The rest of Ophelia's performance, including the warning about her brother, is given while being dragged away by the bodyguard, again keeping things moving. The scene's rather surprising punchline is that Laertes comes out of nowhere before the King can utter more than one line of the final speech, grabbing him by the throat. Ophelia's appearance was but the first volley in this "rebellion", played rather more personally in this version of the play, as we'll discuss when we tackle the next scene.

Saturday, July 6, 2013

IV.v. Ophelia's Madness - Kline '90

Diane Venora has such a deep voice, it's hard to see her as anything but an adult version of Ophelia, but perhaps that's why her descent into madness as a kind of intermittent return to childhood, works. She's a woman acting like a little girl, dancing, clapping, singing and giggling in her night gown. It's a complex, mercurial, if sometimes over the top performance, with some interesting elements of mise en scène. First and foremost is her lack of animosity towards the royals. By removing the early sequence in which Gertrude doesn't want to see her, Kline makes the Queen more sympathetic, and Ophelia runs to her arms as if a mother. She puts on a brave face when the King arrives, but won't have anyone speak of her father's death. If there is a dark side to their relationship, it may be apprehended during the song about the two lovers. She plays director to the story, puts the King's hand into the Queen's and indicates how he's the boy in the story, and she the girl. Is she inferring something about the royal couple? That perhaps they'd been having an affair before Hamlet Sr.'s death? Or is it more likely she's throwing up a mirror for a future Hamlet & Ophelia that will now never come to pass?

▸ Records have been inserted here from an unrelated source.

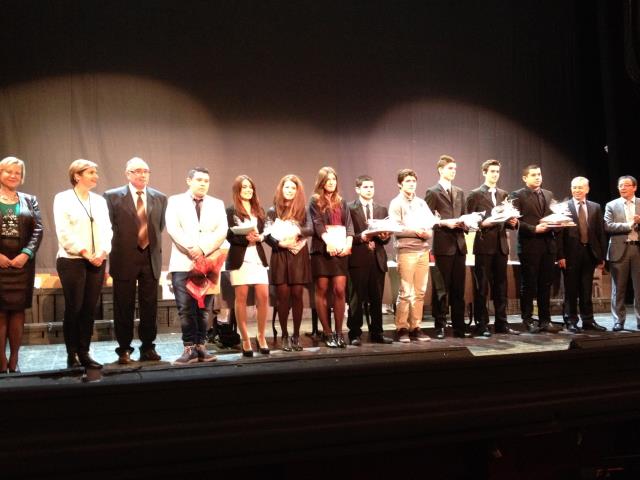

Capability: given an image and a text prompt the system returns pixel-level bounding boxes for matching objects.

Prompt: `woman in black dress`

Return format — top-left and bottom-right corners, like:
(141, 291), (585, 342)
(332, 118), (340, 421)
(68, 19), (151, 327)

(265, 174), (312, 352)
(0, 157), (43, 373)
(308, 166), (354, 348)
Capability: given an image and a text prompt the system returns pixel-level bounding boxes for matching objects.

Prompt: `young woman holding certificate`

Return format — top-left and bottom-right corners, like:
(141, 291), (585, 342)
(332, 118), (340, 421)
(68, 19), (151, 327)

(225, 175), (269, 357)
(308, 167), (354, 348)
(264, 174), (312, 352)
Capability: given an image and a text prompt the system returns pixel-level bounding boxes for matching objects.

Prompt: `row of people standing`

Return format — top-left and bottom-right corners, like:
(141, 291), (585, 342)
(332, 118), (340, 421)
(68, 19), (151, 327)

(1, 154), (638, 371)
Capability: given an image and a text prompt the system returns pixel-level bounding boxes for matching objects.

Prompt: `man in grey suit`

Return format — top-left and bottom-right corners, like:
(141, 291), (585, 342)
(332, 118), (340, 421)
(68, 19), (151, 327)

(604, 175), (640, 331)
(104, 157), (167, 364)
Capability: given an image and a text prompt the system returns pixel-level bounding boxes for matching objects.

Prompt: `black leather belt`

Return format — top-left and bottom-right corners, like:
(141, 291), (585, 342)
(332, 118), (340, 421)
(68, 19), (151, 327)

(625, 240), (640, 245)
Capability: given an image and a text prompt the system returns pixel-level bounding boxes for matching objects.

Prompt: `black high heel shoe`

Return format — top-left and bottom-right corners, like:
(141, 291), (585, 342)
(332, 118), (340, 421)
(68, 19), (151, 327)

(241, 340), (254, 357)
(323, 332), (338, 348)
(255, 337), (270, 355)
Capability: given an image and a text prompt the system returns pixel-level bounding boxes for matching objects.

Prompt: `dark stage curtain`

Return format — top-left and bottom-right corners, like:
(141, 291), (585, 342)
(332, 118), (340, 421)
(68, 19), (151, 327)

(0, 0), (611, 271)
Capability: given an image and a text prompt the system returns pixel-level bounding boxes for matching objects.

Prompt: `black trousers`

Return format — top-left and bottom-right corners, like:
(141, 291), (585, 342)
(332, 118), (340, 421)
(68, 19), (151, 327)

(347, 260), (385, 339)
(562, 244), (598, 324)
(432, 252), (466, 333)
(57, 258), (106, 355)
(471, 253), (508, 329)
(518, 250), (555, 323)
(112, 248), (159, 355)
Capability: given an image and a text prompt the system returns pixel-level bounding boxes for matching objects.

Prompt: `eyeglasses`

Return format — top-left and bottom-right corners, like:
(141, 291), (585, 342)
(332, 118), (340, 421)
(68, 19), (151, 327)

(128, 169), (150, 175)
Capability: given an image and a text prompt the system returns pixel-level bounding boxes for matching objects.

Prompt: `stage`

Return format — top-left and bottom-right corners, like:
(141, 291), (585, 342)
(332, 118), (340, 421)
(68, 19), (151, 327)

(3, 313), (640, 479)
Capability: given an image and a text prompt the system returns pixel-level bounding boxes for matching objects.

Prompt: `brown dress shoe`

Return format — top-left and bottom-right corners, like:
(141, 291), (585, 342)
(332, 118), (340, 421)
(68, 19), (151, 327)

(139, 349), (162, 362)
(118, 351), (132, 365)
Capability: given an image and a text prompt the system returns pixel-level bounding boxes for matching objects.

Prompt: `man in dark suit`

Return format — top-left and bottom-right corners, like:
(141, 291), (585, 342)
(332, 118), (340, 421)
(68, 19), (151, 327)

(425, 155), (469, 339)
(104, 157), (167, 364)
(347, 175), (393, 345)
(508, 164), (561, 334)
(465, 159), (520, 337)
(557, 177), (607, 332)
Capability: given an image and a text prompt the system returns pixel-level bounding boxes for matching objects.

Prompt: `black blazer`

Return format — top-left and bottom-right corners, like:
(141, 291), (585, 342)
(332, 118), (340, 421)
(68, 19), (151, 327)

(424, 183), (467, 255)
(225, 206), (268, 271)
(508, 187), (557, 256)
(465, 185), (511, 256)
(557, 199), (606, 263)
(104, 185), (167, 280)
(0, 192), (43, 256)
(308, 197), (355, 255)
(348, 200), (389, 272)
(263, 207), (313, 252)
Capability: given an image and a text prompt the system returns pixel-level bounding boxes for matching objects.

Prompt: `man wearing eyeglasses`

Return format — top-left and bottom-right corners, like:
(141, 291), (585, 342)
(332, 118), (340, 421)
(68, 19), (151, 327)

(104, 157), (167, 364)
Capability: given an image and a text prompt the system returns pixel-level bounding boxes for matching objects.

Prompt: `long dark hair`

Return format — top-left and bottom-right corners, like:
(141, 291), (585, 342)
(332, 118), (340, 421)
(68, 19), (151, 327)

(274, 174), (307, 223)
(232, 175), (265, 221)
(312, 166), (342, 214)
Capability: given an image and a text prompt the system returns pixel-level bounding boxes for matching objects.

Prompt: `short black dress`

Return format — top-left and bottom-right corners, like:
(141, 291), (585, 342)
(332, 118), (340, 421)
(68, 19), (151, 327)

(264, 207), (312, 285)
(0, 194), (43, 310)
(308, 197), (354, 278)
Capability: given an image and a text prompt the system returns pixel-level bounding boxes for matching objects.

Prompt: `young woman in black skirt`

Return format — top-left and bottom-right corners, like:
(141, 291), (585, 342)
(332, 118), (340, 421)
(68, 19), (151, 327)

(308, 167), (354, 348)
(264, 174), (312, 352)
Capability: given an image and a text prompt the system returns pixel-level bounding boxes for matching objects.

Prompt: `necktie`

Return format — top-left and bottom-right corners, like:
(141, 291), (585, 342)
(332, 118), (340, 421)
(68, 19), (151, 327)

(536, 190), (545, 213)
(365, 203), (371, 222)
(447, 188), (453, 204)
(194, 198), (203, 221)
(489, 188), (497, 206)
(136, 191), (149, 250)
(628, 201), (639, 240)
(578, 201), (588, 244)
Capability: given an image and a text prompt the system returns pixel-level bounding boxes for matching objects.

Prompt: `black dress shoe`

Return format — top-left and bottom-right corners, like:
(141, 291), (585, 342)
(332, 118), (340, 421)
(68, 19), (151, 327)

(139, 349), (162, 361)
(494, 326), (521, 335)
(78, 353), (103, 369)
(564, 323), (581, 334)
(118, 351), (132, 365)
(453, 331), (472, 339)
(539, 321), (561, 333)
(474, 327), (492, 338)
(582, 322), (607, 332)
(370, 334), (393, 344)
(613, 323), (624, 332)
(435, 328), (445, 339)
(67, 353), (81, 368)
(524, 320), (541, 334)
(350, 336), (362, 346)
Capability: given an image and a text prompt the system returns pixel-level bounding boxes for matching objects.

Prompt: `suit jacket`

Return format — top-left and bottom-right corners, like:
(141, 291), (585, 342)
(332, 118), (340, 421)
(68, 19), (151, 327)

(557, 199), (606, 263)
(604, 197), (640, 262)
(465, 185), (510, 256)
(424, 183), (467, 255)
(104, 185), (167, 280)
(508, 187), (557, 256)
(308, 197), (355, 255)
(348, 200), (389, 272)
(225, 206), (268, 271)
(165, 191), (228, 272)
(0, 192), (43, 256)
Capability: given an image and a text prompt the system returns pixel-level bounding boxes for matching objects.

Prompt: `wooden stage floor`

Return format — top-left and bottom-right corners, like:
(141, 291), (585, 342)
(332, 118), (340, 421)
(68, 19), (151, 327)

(2, 312), (637, 380)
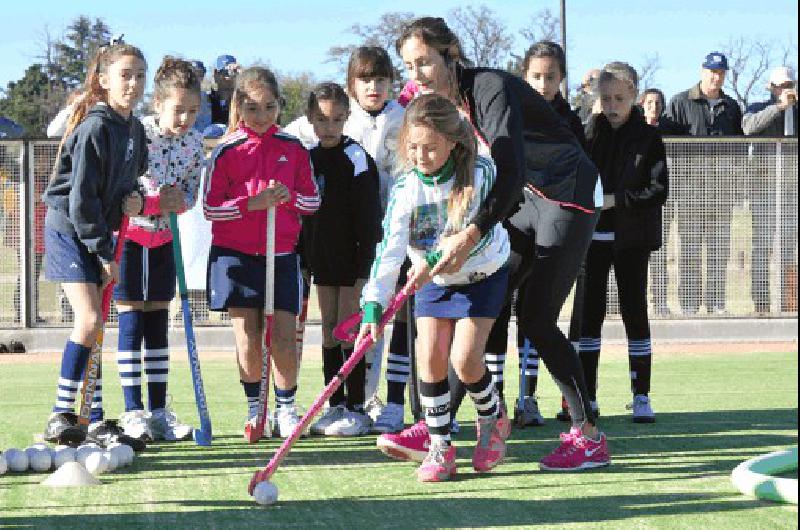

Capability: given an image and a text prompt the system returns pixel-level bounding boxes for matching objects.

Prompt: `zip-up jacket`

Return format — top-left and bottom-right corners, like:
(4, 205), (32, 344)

(283, 99), (405, 212)
(203, 124), (319, 255)
(743, 96), (798, 137)
(361, 156), (510, 323)
(125, 115), (204, 248)
(585, 108), (669, 251)
(666, 83), (743, 136)
(551, 92), (588, 151)
(303, 136), (382, 285)
(43, 103), (147, 262)
(456, 65), (600, 238)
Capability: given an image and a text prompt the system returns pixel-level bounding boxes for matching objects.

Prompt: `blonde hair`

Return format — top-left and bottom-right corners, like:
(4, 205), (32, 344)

(399, 93), (477, 229)
(227, 66), (284, 134)
(597, 61), (639, 95)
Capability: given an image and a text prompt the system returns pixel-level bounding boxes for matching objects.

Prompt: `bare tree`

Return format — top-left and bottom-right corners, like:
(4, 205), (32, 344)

(325, 12), (416, 79)
(509, 8), (562, 74)
(520, 8), (560, 46)
(448, 5), (513, 67)
(720, 36), (772, 109)
(638, 53), (662, 90)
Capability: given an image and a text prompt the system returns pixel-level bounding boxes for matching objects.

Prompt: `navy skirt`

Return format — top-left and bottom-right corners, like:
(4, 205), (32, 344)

(207, 245), (301, 314)
(114, 240), (176, 302)
(44, 227), (102, 284)
(414, 266), (509, 319)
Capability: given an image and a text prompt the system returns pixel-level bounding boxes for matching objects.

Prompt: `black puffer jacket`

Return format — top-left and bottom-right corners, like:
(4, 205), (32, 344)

(585, 108), (669, 251)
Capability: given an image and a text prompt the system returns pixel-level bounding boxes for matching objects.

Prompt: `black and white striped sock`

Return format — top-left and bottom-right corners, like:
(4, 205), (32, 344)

(419, 379), (451, 446)
(466, 369), (499, 419)
(485, 352), (506, 399)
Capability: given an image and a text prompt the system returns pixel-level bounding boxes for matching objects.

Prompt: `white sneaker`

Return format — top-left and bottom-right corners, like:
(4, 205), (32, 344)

(628, 395), (655, 423)
(364, 395), (385, 423)
(119, 410), (152, 442)
(311, 405), (346, 435)
(372, 402), (405, 434)
(325, 410), (372, 436)
(150, 408), (193, 441)
(275, 406), (308, 439)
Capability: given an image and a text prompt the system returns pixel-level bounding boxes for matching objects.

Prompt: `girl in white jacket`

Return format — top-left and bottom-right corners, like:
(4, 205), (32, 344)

(357, 94), (510, 482)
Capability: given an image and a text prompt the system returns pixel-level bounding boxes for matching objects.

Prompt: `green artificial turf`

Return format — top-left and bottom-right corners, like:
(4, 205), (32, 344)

(0, 350), (797, 529)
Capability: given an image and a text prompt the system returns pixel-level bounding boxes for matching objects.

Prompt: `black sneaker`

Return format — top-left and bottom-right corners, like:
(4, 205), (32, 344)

(44, 412), (85, 446)
(0, 343), (9, 354)
(9, 340), (25, 353)
(88, 419), (147, 452)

Venora really presents two Ophelias. The child who dreams of being Queen, who sees imaginary ladies-in-waiting (in lines which, on the stage, might well be directed at audience members), sings and dances and passes notes (what is the significance of the crumpled piece of paper she gives Gertrude? An old love letter? Is this a corruption of the scene in which Polonius reads on to the royals?). The other Ophelia is the traumatized, grieving daughter who scratches at the floorboards (where the audience knows ghosts live), rhymes rather than sings, moans and beats her chest. They don't co-exist. When she moves from orphan to child at one point, she realizes her face is wet with tears and starts wiping it, as puzzled as she is ashamed. Ophelia is out of joint.